[arin-ppml] private whois record
tvest at eyeconomics.com
Wed Aug 8 20:17:33 EDT 2012
On Aug 8, 2012, at 5:48 PM, Martin Hannigan wrote:
> On Wed, Aug 8, 2012 at 5:35 PM, William Herrin <bill at herrin.us> wrote:
>> On Wed, Aug 8, 2012 at 3:09 PM, Matthew Kaufman <matthew at matthew.at> wrote:
>>> How does "a valid working phone or email address" suddenly turn into "my
>>> home address"? You're not going to drive up here to fix the problem
>>> yourself, are you?
>> Not planning on it. But I might have a cease and desist notice
>> delivered by certified mail.
>>> These days, an email address should be more than sufficient.
>> See above.
> Doesn't hold water. You can still receive a letter via a forwarding
> service. Domain name holders pay for privacy services and they seem to
> somehow work.
Using the same logic, we could also argue that the public automotive transportation infrastructure systems works just fine even though bus and auto passengers are not subject to any intrusive licensing or registration requirements, and that fact demonstrates that all vehicle registration and driver's licensing laws are unnecessary; they could all be abolished without consequence.

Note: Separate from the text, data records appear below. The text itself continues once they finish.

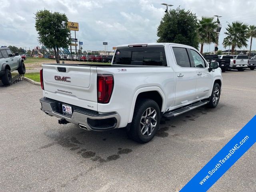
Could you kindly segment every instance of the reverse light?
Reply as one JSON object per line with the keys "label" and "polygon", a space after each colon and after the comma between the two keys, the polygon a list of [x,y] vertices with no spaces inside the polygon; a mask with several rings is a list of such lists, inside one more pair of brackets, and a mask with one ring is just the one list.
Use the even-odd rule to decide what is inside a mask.
{"label": "reverse light", "polygon": [[108,103],[109,102],[114,88],[113,75],[98,74],[97,77],[98,102]]}
{"label": "reverse light", "polygon": [[44,81],[43,81],[43,69],[40,70],[40,83],[41,83],[41,88],[43,90],[44,90]]}

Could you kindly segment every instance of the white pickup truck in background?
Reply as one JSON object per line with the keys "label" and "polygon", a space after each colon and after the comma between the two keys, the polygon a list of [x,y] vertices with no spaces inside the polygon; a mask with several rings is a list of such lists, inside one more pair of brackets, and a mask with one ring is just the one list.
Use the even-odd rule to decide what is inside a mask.
{"label": "white pickup truck in background", "polygon": [[234,55],[234,59],[230,60],[230,68],[243,71],[248,67],[249,59],[247,55]]}
{"label": "white pickup truck in background", "polygon": [[145,143],[154,137],[162,117],[218,105],[218,67],[186,45],[119,46],[111,65],[43,64],[41,110],[60,124],[86,130],[126,127],[132,139]]}

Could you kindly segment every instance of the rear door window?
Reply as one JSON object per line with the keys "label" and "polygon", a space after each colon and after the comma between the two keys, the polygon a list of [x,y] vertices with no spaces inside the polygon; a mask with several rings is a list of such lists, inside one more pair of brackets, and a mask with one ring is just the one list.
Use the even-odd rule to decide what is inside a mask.
{"label": "rear door window", "polygon": [[192,49],[190,49],[190,50],[192,55],[192,59],[194,60],[195,64],[195,67],[206,67],[204,60],[199,54]]}
{"label": "rear door window", "polygon": [[167,66],[164,47],[118,49],[114,64]]}
{"label": "rear door window", "polygon": [[8,58],[9,57],[6,51],[5,50],[1,50],[1,53],[4,58]]}
{"label": "rear door window", "polygon": [[191,67],[188,55],[186,48],[173,47],[177,64],[181,67]]}

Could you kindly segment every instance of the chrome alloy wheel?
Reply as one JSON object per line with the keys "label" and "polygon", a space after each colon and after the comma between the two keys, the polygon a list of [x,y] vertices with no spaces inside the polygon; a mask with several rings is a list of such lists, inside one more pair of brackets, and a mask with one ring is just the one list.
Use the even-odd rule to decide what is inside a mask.
{"label": "chrome alloy wheel", "polygon": [[148,108],[140,119],[140,132],[143,136],[151,134],[157,123],[156,111],[152,107]]}
{"label": "chrome alloy wheel", "polygon": [[216,104],[217,104],[217,102],[219,100],[219,98],[220,97],[219,94],[220,93],[220,90],[219,88],[218,87],[215,88],[215,89],[214,89],[214,91],[213,92],[213,98],[212,98],[212,102],[213,103]]}

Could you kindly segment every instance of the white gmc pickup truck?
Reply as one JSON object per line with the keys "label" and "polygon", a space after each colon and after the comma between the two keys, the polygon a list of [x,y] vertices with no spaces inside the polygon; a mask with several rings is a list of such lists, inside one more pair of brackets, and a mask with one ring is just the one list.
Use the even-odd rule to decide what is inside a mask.
{"label": "white gmc pickup truck", "polygon": [[221,70],[195,48],[172,43],[117,46],[111,65],[44,64],[41,110],[86,130],[126,127],[150,140],[162,117],[218,104]]}

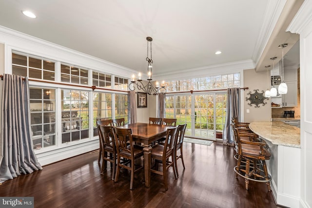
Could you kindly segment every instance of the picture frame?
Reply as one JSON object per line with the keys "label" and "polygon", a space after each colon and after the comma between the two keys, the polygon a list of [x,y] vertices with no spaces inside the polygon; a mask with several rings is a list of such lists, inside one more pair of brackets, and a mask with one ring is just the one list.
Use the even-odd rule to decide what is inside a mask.
{"label": "picture frame", "polygon": [[145,93],[137,92],[137,108],[147,107],[147,94]]}

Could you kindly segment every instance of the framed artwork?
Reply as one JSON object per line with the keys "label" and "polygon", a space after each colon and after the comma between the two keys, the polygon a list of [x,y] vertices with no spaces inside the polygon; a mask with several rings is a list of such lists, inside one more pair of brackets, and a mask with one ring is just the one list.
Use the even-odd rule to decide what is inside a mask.
{"label": "framed artwork", "polygon": [[138,108],[147,107],[147,95],[145,93],[137,92],[137,103]]}

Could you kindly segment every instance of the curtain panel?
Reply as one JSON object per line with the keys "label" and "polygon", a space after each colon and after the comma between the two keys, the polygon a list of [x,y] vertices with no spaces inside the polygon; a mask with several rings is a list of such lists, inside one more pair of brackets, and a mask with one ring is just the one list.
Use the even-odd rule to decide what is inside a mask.
{"label": "curtain panel", "polygon": [[3,83],[0,183],[42,169],[31,139],[28,78],[5,74]]}
{"label": "curtain panel", "polygon": [[165,117],[165,101],[166,99],[166,94],[159,93],[158,94],[158,111],[157,116],[158,118]]}
{"label": "curtain panel", "polygon": [[223,144],[234,145],[233,132],[231,127],[232,118],[235,117],[239,120],[240,109],[240,89],[239,88],[228,88],[225,123],[223,128]]}
{"label": "curtain panel", "polygon": [[129,123],[136,123],[136,92],[129,91],[128,94]]}

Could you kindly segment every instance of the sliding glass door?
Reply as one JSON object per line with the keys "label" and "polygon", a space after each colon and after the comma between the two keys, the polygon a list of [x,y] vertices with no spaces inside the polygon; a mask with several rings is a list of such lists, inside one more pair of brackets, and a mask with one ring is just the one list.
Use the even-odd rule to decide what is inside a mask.
{"label": "sliding glass door", "polygon": [[205,93],[166,96],[165,117],[186,123],[185,135],[204,139],[222,138],[226,94]]}

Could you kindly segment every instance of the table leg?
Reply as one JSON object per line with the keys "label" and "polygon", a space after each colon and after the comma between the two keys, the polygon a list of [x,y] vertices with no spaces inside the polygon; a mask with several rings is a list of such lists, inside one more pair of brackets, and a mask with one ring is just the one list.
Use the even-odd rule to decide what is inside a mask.
{"label": "table leg", "polygon": [[150,188],[151,185],[151,165],[152,163],[152,147],[151,145],[144,145],[144,176],[145,187]]}

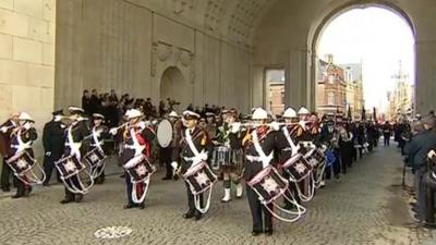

The obvious counterargument in both cases is that the "passengers" enjoy those freedoms -- i.e., to get around relatively easily, and in relative safety, and to do so without being burdened by inconvenient licensing/registration requirements -- precisely and *solely* because of the imposition and enforcement of such rules on the underlying factors upon which every "passenger" necessarily depends.
If the registration requirements that apply at the lower levels of either of those systems ever disappeared or ceased to be enforced (or to be enforceable), that "free option" would immediately disappear, and all of its former beneficiaries would be forced to accept some new mix of tradeoffs between (i.e., reductions in) their former freedoms -- either less mobility/access, or less reliability/greater risk.
Alternately, they might wish to restore the old set of tradeoffs -- i.e., the set that many former "passengers" had never even noticed, much less consciously acknowledged -- by collectively establishing some basic rules of the (road/shared infrastructure), and delegating responsibility for promoting and monitoring compliance with those rules to some some neutral but accountable entity. However, such "collective action" solutions are invariably contentious, time-consuming, and difficult, even under the best of circumstances -- and under less favorable conditions the option may not exist at all.
So choose carefully.
> And there are ways to address "exigent" circumstances
> already baked in.
> There is no need for the physical address to be public at all with
> respect to "contact" arguments. It's a red herring.